Stabenow, in her opening statement, argued that the 2014 farm bill is expected to end up saving the government $80 billion more than had been expected.
“We know that the farm bill has done more than its fair share to reduce the deficit,” she told a crowd of about 150 farmers and ag leaders who filled a Michigan State University Extension center outside the town of Frankenmuth. “Any further cuts would be detrimental to farmers and families.”
The day’s first witness, Janna Fritz, a farmer from Bad Axe, Michigan, spoke for the Michigan Corn Growers Association. She stressed that with the multiyear decline in farm income, a strong farm safety net along with a robust crop insurance program was critical to growers. She also said the Agriculture Risk Coverage-County (ARC) program was working well and its continuation is a “high priority” for her members, along with a strong Renewable Fuel Program, which turns billions of bushels of corn each year into ethanol.

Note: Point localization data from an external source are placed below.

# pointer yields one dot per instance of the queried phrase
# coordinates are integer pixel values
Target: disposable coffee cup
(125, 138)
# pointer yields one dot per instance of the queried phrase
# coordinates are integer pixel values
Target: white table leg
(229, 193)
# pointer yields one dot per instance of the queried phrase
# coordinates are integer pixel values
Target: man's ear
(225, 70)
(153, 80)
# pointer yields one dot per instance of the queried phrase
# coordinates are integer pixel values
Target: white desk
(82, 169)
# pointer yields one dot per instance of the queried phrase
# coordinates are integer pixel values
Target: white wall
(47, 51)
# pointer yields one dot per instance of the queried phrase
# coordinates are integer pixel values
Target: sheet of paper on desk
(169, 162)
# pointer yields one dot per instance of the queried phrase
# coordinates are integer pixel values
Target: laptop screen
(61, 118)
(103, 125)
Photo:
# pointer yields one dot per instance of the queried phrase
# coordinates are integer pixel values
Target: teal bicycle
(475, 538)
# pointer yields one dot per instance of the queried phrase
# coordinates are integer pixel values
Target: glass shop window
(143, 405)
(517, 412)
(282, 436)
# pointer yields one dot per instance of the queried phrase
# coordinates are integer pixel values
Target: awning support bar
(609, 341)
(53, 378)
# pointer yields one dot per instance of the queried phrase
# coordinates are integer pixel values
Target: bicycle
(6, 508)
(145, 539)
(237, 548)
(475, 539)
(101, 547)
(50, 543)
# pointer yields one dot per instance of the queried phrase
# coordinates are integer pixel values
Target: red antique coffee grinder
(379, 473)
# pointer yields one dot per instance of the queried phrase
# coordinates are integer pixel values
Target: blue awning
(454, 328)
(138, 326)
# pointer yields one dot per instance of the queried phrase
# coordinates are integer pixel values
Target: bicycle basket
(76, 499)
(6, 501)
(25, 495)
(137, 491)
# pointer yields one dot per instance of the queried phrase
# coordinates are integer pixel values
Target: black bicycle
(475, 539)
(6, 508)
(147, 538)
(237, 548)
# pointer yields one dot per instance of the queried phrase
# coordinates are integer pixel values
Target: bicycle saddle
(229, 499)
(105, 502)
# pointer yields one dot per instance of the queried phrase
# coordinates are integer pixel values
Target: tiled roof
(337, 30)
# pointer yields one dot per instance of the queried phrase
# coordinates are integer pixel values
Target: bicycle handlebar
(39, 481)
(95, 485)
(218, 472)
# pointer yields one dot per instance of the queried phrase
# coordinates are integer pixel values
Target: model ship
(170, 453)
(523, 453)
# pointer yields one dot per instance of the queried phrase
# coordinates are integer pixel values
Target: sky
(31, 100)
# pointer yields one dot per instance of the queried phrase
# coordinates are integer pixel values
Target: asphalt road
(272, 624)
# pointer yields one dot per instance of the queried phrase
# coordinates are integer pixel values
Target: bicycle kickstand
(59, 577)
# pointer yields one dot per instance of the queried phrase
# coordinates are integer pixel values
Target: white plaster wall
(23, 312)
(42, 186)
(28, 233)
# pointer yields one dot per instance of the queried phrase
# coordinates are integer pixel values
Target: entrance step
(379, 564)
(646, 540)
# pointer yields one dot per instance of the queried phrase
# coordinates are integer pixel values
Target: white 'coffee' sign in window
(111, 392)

Representing the American Soybean Association, David Williams, from W Farms in Elsie, Michigan, made a case for more support for biobased products in the farm bill. He surprised Roberts and many in the room by pointing out that “every fourth car made in North America now contains soy in its seat cushions.”
Several witnesses, including Chris Alpers, a tree-fruit grower from Lake Leelanau, Michigan, said one of the biggest problems facing agriculture is a shortage of workers to harvest crops.
“Labor is the number-one issue on farms,” Alpers said, adding that he has “personally witnessed crops wasting away on trees” because of delays in the H-2A visa program.
Alpers also provided the hearing with some humor, describing a USDA regulation that he said required farmers to document the wildlife that crossed their fields.
“Utterly ridiculous,” Roberts exclaimed.
Andy Snider, who runs a turkey farm in Hart, Michigan, was representing the Michigan Turkey Producers Co-op. He called for another look at a new rule that mandates organically raised poultry be provided with outdoor “porches” to move around in. He said this could put many producers out of business.
Roberts said he would be “delighted” to ask Agriculture Secretary Sonny Perdue to delay the implementation of the rule. He concluded the hearing by promising to share the testimony from today’s hearing with the other members of his committee. He predicted that getting a farm bill done will be a “difficult task.” But he added, “I have no doubt we can do it – and in a timely manner.”
In a press conference following the hearing, Roberts also promised that during the farm bill negotiations he would protect crop insurance, which in the past has been the target of budget hawks.
“We are not going to see dramatic cuts in crop insurance,” Roberts said. “We’re just not.”